The government has questioned the goods and services tax anti-evasion unit for demanding retrospective tax from automobile dealers on discounts received from manufacturers to boost sales, according to a person aware of the development.
The Central Board of Indirect Tax Customs considers such transactions as a discount and not a service, the person told BloombergQuint on the condition of anonymity.
The Mumbai team of the Directorate General of Goods and Services Tax Intelligence issued show-cause notices to 40 dealers, including sellers of Maruti Suzuki India Ltd. and Hyundai Motor India Ltd.’s vehicles, asking them to pay Rs 83 crore as tax since July 1, 2012, the person quoted above said.

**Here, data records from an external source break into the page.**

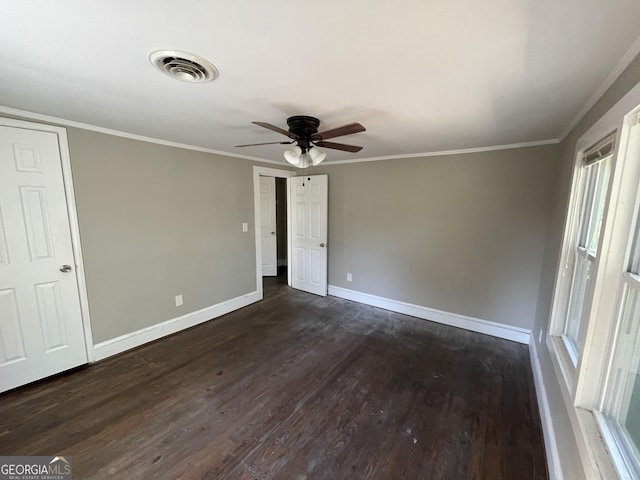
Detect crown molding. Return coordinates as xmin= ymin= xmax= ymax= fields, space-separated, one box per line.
xmin=322 ymin=138 xmax=560 ymax=165
xmin=560 ymin=37 xmax=640 ymax=141
xmin=0 ymin=105 xmax=283 ymax=165
xmin=0 ymin=105 xmax=560 ymax=166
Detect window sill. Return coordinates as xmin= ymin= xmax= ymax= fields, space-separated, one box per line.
xmin=547 ymin=336 xmax=620 ymax=480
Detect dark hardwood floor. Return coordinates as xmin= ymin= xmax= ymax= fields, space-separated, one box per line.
xmin=0 ymin=278 xmax=547 ymax=480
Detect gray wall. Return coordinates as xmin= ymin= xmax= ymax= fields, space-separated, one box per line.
xmin=67 ymin=128 xmax=256 ymax=343
xmin=534 ymin=52 xmax=640 ymax=479
xmin=317 ymin=145 xmax=559 ymax=328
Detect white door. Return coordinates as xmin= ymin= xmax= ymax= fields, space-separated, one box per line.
xmin=288 ymin=175 xmax=328 ymax=297
xmin=260 ymin=177 xmax=278 ymax=277
xmin=0 ymin=126 xmax=87 ymax=391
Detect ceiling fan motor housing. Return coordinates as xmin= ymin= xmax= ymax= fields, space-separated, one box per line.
xmin=287 ymin=115 xmax=320 ymax=140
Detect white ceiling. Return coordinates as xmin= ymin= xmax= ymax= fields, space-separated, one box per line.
xmin=0 ymin=0 xmax=640 ymax=162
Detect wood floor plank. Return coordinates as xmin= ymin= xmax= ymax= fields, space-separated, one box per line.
xmin=0 ymin=277 xmax=548 ymax=480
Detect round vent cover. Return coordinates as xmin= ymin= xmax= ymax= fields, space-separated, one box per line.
xmin=149 ymin=50 xmax=218 ymax=83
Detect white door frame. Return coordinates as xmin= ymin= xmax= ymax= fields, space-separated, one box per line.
xmin=0 ymin=117 xmax=95 ymax=363
xmin=253 ymin=166 xmax=296 ymax=300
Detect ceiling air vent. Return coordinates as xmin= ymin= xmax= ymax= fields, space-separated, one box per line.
xmin=149 ymin=50 xmax=218 ymax=83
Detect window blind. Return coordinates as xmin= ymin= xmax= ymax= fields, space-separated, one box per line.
xmin=582 ymin=132 xmax=616 ymax=165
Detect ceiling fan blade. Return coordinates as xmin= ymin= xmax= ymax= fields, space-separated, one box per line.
xmin=311 ymin=123 xmax=366 ymax=140
xmin=251 ymin=122 xmax=298 ymax=140
xmin=313 ymin=140 xmax=362 ymax=153
xmin=236 ymin=142 xmax=293 ymax=147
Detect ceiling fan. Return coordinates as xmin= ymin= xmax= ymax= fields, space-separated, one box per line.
xmin=236 ymin=115 xmax=366 ymax=168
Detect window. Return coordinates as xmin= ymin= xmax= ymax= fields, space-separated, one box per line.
xmin=563 ymin=147 xmax=615 ymax=366
xmin=602 ymin=170 xmax=640 ymax=478
xmin=547 ymin=91 xmax=640 ymax=479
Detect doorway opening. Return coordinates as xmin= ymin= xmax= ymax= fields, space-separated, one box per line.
xmin=253 ymin=167 xmax=295 ymax=298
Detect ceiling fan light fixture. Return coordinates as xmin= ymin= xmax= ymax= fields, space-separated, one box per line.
xmin=284 ymin=145 xmax=302 ymax=167
xmin=309 ymin=147 xmax=327 ymax=167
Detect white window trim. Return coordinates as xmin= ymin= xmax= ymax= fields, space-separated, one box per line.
xmin=546 ymin=80 xmax=640 ymax=479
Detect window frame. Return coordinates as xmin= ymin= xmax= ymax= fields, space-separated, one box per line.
xmin=546 ymin=80 xmax=640 ymax=478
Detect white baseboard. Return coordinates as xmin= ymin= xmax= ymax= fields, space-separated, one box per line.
xmin=329 ymin=285 xmax=531 ymax=344
xmin=93 ymin=291 xmax=261 ymax=361
xmin=529 ymin=335 xmax=564 ymax=480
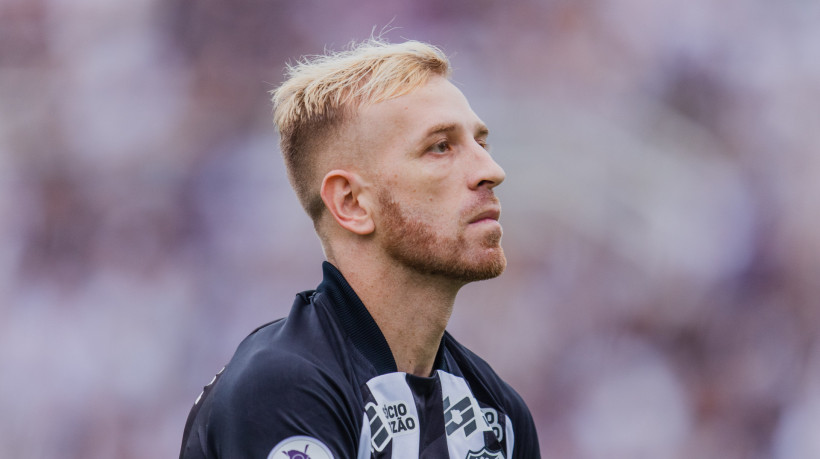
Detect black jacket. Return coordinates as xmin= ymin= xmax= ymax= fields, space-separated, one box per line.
xmin=180 ymin=262 xmax=540 ymax=459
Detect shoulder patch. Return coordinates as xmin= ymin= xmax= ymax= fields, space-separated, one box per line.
xmin=268 ymin=435 xmax=333 ymax=459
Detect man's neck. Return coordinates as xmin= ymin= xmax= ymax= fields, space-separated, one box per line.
xmin=333 ymin=255 xmax=461 ymax=376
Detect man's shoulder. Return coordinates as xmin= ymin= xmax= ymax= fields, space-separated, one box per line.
xmin=444 ymin=333 xmax=529 ymax=412
xmin=222 ymin=292 xmax=342 ymax=389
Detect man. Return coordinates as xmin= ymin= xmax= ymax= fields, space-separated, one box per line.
xmin=180 ymin=40 xmax=540 ymax=459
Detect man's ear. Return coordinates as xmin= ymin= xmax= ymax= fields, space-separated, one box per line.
xmin=320 ymin=169 xmax=376 ymax=236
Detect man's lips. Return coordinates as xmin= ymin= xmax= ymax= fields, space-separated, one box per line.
xmin=470 ymin=208 xmax=501 ymax=223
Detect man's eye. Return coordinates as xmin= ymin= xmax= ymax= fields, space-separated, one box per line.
xmin=430 ymin=140 xmax=452 ymax=153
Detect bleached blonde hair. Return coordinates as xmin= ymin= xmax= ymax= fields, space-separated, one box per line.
xmin=271 ymin=38 xmax=450 ymax=224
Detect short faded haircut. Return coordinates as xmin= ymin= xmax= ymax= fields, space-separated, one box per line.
xmin=271 ymin=38 xmax=450 ymax=224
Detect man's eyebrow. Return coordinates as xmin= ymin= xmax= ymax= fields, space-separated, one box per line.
xmin=425 ymin=123 xmax=490 ymax=137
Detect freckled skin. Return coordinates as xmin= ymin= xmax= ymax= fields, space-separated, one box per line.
xmin=346 ymin=77 xmax=506 ymax=283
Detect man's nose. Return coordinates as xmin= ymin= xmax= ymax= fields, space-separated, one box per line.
xmin=472 ymin=144 xmax=507 ymax=189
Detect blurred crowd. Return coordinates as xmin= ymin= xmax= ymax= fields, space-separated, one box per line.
xmin=0 ymin=0 xmax=820 ymax=459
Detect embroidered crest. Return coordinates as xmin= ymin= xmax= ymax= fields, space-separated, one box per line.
xmin=268 ymin=435 xmax=333 ymax=459
xmin=464 ymin=447 xmax=504 ymax=459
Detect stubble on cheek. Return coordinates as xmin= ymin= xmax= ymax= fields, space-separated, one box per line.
xmin=379 ymin=190 xmax=507 ymax=282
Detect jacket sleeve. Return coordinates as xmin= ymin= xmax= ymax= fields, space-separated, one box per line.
xmin=180 ymin=353 xmax=362 ymax=459
xmin=509 ymin=389 xmax=541 ymax=459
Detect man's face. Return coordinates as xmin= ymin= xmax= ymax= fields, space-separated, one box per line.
xmin=354 ymin=77 xmax=507 ymax=283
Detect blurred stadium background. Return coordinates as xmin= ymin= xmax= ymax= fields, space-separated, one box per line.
xmin=0 ymin=0 xmax=820 ymax=459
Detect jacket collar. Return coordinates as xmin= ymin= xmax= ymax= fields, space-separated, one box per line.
xmin=316 ymin=261 xmax=444 ymax=375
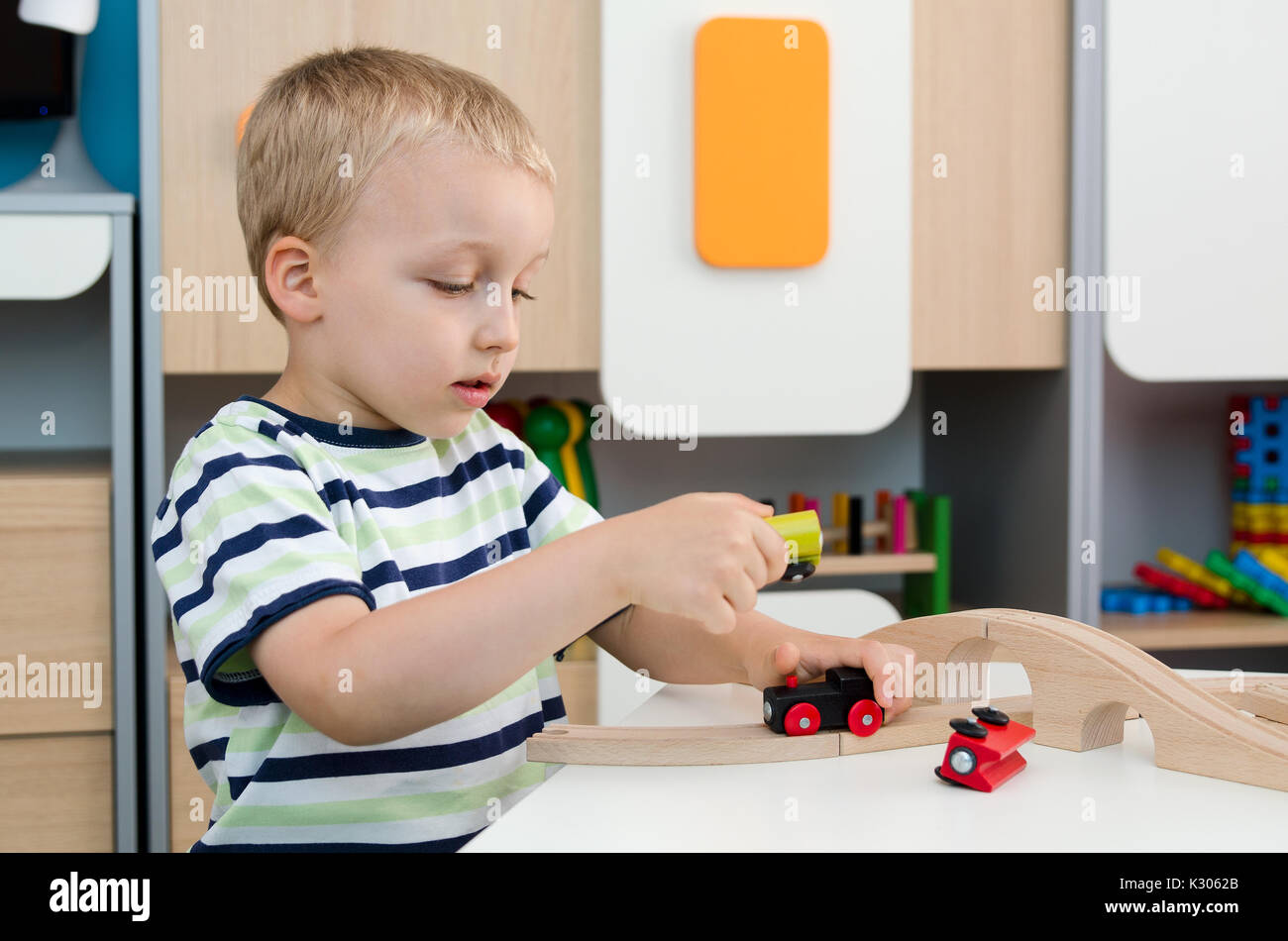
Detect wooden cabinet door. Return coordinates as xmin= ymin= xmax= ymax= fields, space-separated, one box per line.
xmin=912 ymin=0 xmax=1071 ymax=369
xmin=160 ymin=0 xmax=599 ymax=373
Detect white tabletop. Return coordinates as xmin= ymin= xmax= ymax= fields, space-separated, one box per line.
xmin=463 ymin=665 xmax=1288 ymax=852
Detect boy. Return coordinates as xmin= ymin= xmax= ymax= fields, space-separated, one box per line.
xmin=152 ymin=48 xmax=910 ymax=851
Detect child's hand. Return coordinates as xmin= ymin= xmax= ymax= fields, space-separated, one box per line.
xmin=614 ymin=493 xmax=787 ymax=633
xmin=747 ymin=631 xmax=915 ymax=718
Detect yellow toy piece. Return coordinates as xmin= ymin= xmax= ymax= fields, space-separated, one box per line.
xmin=765 ymin=510 xmax=823 ymax=581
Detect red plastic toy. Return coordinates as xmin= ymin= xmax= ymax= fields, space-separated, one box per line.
xmin=935 ymin=706 xmax=1037 ymax=791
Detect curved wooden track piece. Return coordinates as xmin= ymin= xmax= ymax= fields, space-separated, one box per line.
xmin=867 ymin=607 xmax=1288 ymax=790
xmin=528 ymin=607 xmax=1288 ymax=790
xmin=528 ymin=696 xmax=1033 ymax=765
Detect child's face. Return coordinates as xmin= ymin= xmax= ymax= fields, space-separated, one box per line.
xmin=309 ymin=139 xmax=554 ymax=438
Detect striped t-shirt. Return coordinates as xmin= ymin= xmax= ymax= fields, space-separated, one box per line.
xmin=152 ymin=395 xmax=601 ymax=852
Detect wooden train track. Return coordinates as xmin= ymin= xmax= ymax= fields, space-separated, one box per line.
xmin=528 ymin=607 xmax=1288 ymax=790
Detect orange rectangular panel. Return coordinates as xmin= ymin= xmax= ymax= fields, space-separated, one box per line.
xmin=693 ymin=17 xmax=828 ymax=267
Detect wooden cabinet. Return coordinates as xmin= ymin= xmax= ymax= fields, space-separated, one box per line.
xmin=0 ymin=466 xmax=113 ymax=852
xmin=160 ymin=0 xmax=599 ymax=373
xmin=912 ymin=0 xmax=1073 ymax=369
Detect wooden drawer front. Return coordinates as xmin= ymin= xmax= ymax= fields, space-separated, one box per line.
xmin=168 ymin=664 xmax=215 ymax=852
xmin=0 ymin=469 xmax=112 ymax=735
xmin=0 ymin=732 xmax=115 ymax=852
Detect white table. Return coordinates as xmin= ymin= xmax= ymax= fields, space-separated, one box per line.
xmin=463 ymin=665 xmax=1288 ymax=852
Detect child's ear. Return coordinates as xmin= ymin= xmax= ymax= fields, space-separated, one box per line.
xmin=265 ymin=236 xmax=322 ymax=323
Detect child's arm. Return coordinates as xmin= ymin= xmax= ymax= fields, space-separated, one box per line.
xmin=249 ymin=494 xmax=786 ymax=745
xmin=590 ymin=606 xmax=915 ymax=716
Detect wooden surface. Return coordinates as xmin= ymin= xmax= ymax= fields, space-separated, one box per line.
xmin=528 ymin=607 xmax=1288 ymax=790
xmin=0 ymin=732 xmax=115 ymax=852
xmin=555 ymin=658 xmax=599 ymax=725
xmin=528 ymin=696 xmax=1050 ymax=765
xmin=0 ymin=466 xmax=112 ymax=736
xmin=1100 ymin=609 xmax=1288 ymax=650
xmin=866 ymin=607 xmax=1288 ymax=790
xmin=160 ymin=0 xmax=1072 ymax=373
xmin=912 ymin=0 xmax=1072 ymax=369
xmin=160 ymin=0 xmax=599 ymax=373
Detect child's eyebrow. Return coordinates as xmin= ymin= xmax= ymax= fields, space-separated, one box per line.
xmin=429 ymin=238 xmax=550 ymax=263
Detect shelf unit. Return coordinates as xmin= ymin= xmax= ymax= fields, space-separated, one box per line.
xmin=0 ymin=192 xmax=143 ymax=852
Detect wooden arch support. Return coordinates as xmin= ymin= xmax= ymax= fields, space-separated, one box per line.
xmin=528 ymin=607 xmax=1288 ymax=790
xmin=867 ymin=607 xmax=1288 ymax=790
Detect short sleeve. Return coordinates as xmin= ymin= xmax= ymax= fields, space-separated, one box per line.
xmin=519 ymin=440 xmax=604 ymax=549
xmin=152 ymin=425 xmax=376 ymax=705
xmin=520 ymin=442 xmax=626 ymax=661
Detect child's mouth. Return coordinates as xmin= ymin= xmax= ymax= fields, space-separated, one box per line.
xmin=452 ymin=379 xmax=492 ymax=408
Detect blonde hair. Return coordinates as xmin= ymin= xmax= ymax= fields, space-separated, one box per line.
xmin=237 ymin=47 xmax=555 ymax=322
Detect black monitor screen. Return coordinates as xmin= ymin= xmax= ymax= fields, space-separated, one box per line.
xmin=0 ymin=0 xmax=76 ymax=119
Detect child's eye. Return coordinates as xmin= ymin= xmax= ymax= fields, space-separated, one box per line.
xmin=429 ymin=280 xmax=474 ymax=297
xmin=429 ymin=280 xmax=536 ymax=301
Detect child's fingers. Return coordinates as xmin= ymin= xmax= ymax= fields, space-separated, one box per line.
xmin=863 ymin=641 xmax=915 ymax=716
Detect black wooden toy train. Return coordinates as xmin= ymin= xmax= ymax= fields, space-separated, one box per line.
xmin=764 ymin=667 xmax=885 ymax=736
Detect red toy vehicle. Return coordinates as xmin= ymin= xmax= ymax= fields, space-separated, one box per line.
xmin=935 ymin=706 xmax=1037 ymax=791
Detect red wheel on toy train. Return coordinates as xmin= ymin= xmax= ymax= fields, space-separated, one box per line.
xmin=783 ymin=703 xmax=819 ymax=735
xmin=847 ymin=699 xmax=883 ymax=738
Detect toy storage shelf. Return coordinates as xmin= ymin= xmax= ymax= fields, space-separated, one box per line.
xmin=0 ymin=192 xmax=142 ymax=852
xmin=1100 ymin=610 xmax=1288 ymax=650
xmin=814 ymin=553 xmax=937 ymax=575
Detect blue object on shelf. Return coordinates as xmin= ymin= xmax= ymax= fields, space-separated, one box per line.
xmin=1100 ymin=585 xmax=1194 ymax=614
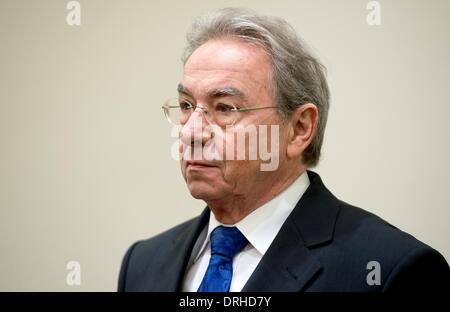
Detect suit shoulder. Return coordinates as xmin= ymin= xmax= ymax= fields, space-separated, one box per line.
xmin=334 ymin=201 xmax=442 ymax=264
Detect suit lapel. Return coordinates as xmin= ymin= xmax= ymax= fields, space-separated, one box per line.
xmin=156 ymin=208 xmax=210 ymax=291
xmin=242 ymin=171 xmax=339 ymax=292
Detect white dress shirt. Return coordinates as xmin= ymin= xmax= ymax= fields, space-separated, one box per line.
xmin=182 ymin=171 xmax=310 ymax=292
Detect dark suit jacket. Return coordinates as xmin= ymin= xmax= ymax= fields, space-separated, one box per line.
xmin=118 ymin=171 xmax=450 ymax=292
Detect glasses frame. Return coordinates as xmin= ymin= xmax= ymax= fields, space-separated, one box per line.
xmin=161 ymin=99 xmax=278 ymax=127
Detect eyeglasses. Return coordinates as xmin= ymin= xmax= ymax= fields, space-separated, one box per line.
xmin=161 ymin=99 xmax=278 ymax=127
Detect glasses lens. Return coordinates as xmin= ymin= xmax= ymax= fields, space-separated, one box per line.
xmin=163 ymin=99 xmax=183 ymax=125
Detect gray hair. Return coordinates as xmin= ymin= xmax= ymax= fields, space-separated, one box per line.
xmin=182 ymin=8 xmax=329 ymax=167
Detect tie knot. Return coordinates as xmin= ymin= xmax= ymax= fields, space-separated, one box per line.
xmin=211 ymin=226 xmax=248 ymax=259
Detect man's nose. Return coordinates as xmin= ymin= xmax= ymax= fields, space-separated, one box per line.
xmin=180 ymin=107 xmax=212 ymax=146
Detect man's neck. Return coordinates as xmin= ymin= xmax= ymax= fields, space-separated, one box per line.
xmin=207 ymin=168 xmax=306 ymax=224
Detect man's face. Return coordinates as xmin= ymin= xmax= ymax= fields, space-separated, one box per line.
xmin=180 ymin=39 xmax=283 ymax=201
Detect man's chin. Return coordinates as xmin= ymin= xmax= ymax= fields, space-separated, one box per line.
xmin=188 ymin=182 xmax=220 ymax=201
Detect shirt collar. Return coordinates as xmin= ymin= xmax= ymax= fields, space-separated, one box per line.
xmin=194 ymin=171 xmax=310 ymax=262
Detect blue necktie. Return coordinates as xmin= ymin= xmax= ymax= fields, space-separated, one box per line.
xmin=197 ymin=226 xmax=248 ymax=292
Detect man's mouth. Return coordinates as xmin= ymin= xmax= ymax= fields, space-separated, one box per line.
xmin=186 ymin=161 xmax=217 ymax=170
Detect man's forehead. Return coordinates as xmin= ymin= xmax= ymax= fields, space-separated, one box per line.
xmin=184 ymin=39 xmax=271 ymax=74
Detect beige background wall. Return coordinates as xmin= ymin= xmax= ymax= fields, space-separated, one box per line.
xmin=0 ymin=0 xmax=450 ymax=291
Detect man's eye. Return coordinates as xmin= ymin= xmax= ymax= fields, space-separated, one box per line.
xmin=180 ymin=101 xmax=194 ymax=110
xmin=216 ymin=103 xmax=235 ymax=113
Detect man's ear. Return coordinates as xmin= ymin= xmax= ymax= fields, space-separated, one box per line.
xmin=286 ymin=103 xmax=319 ymax=158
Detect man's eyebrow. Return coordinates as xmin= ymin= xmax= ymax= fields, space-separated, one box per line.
xmin=177 ymin=83 xmax=192 ymax=96
xmin=177 ymin=83 xmax=246 ymax=99
xmin=207 ymin=87 xmax=246 ymax=99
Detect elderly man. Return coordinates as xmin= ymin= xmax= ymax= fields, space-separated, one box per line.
xmin=119 ymin=9 xmax=450 ymax=292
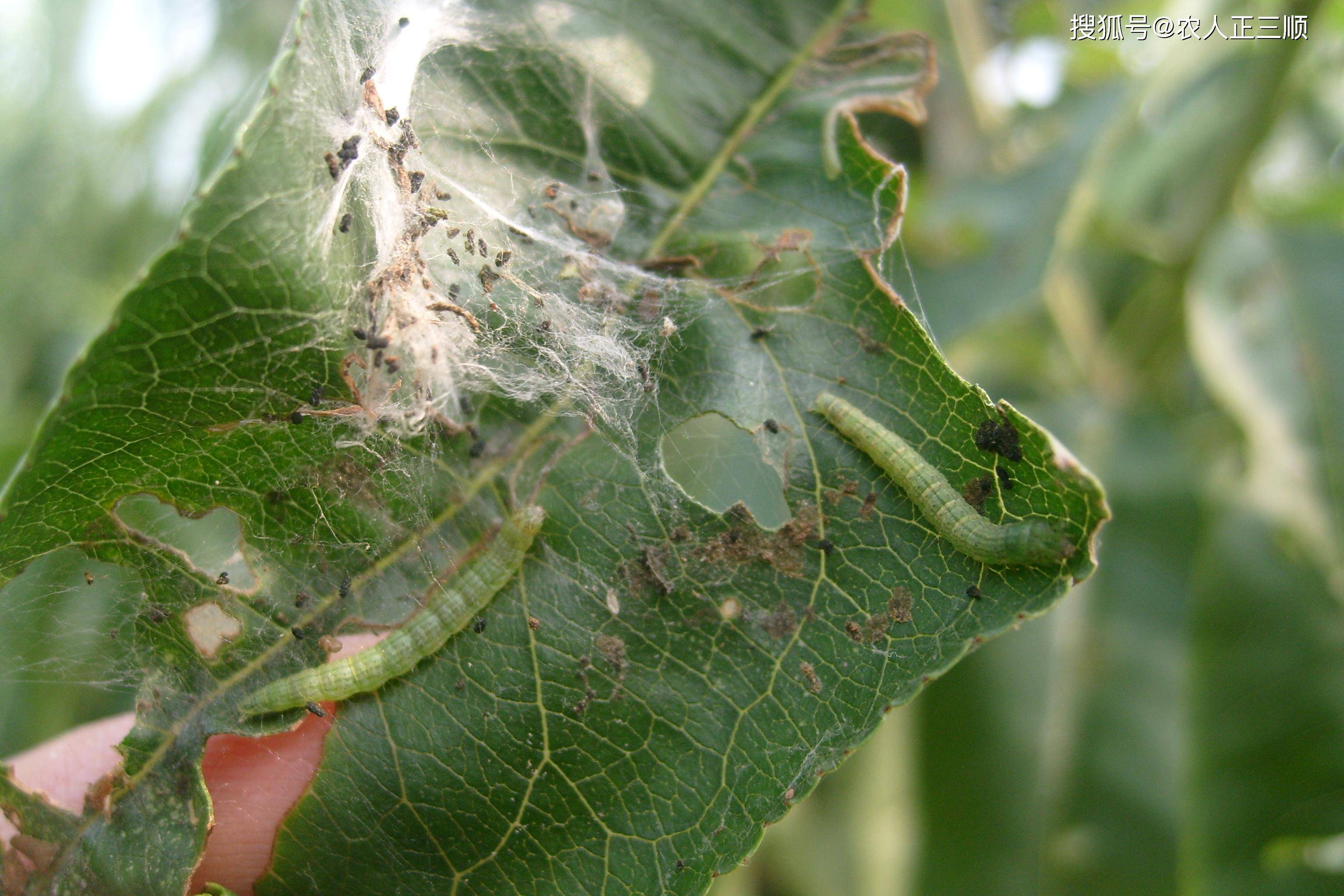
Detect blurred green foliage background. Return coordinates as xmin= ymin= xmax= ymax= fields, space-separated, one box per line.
xmin=0 ymin=0 xmax=1344 ymax=896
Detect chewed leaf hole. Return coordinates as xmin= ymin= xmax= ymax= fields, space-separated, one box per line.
xmin=114 ymin=494 xmax=257 ymax=591
xmin=662 ymin=413 xmax=791 ymax=529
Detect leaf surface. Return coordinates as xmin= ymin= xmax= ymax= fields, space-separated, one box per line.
xmin=0 ymin=1 xmax=1107 ymax=893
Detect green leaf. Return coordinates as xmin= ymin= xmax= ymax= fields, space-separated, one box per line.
xmin=0 ymin=0 xmax=1107 ymax=895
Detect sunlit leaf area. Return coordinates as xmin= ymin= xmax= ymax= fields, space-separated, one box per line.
xmin=0 ymin=0 xmax=1344 ymax=896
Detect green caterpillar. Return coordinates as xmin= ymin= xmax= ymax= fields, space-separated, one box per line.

According to the GST intelligence body, discounts given to dealers or distributors were used for promotional activities and were liable for service tax payment, the person said. The agency, the person said, wants to tax dealers based on the interpretation that they are providing a service to car manufacturers.
Sumit Lunker, indirect tax partner at PwC India, however, told BloombergQuint that if an amount is being offered as a discount by the seller, it cannot be considered as a service offered by the recipient. Maruti Suzuki and Hyundai India have yet to respond to BloombergQuint’s emailed queries.
According to the person quoted earlier, the GST probe agency also asked distributors to pay tax on post-sale discounts—not part of the original sale when the vehicles are sent to dealerships but offered later as an incentive to clear inventory.
Against such discounts, according to the GST law, manufacturers have to issue credit notes to dealers, and pay the tax on the entire amount including the discount. But the GST probe agency also asked the dealers to pay tax on such discounts, calling it a service to advertise or promote the manufacturers’ brand, the person said. And it raised the demand since 2012.
The government, however, said the intelligence body wrongly interpreted the GST law to raise a service tax demand retrospectively when the GST was not even implemented, the person said.
Udit Gupta, partner at law firm Udit Kishan & Associates, agreed. “No tax demand can be raised under the CGST Act for a period prior to July 2017,” he said. “Such demand is not legally tenable and will disrupt The taxman, he said, should avoid such proceedings.
Has Wider Implications
The issue has widespread implications as similar practices are prevalent among consumer goods makers, according to the person quoted above. The industry needs to be informed about the correct legal position and the stand of the government to avoid litigation, the official said.
In March this year, the government had clarified that consumer goods makers need not pay tax on promotional offers like ‘buy one get one free’. This came after the intelligence body asked these companies to pay tax on goods provided for free in promotional offers.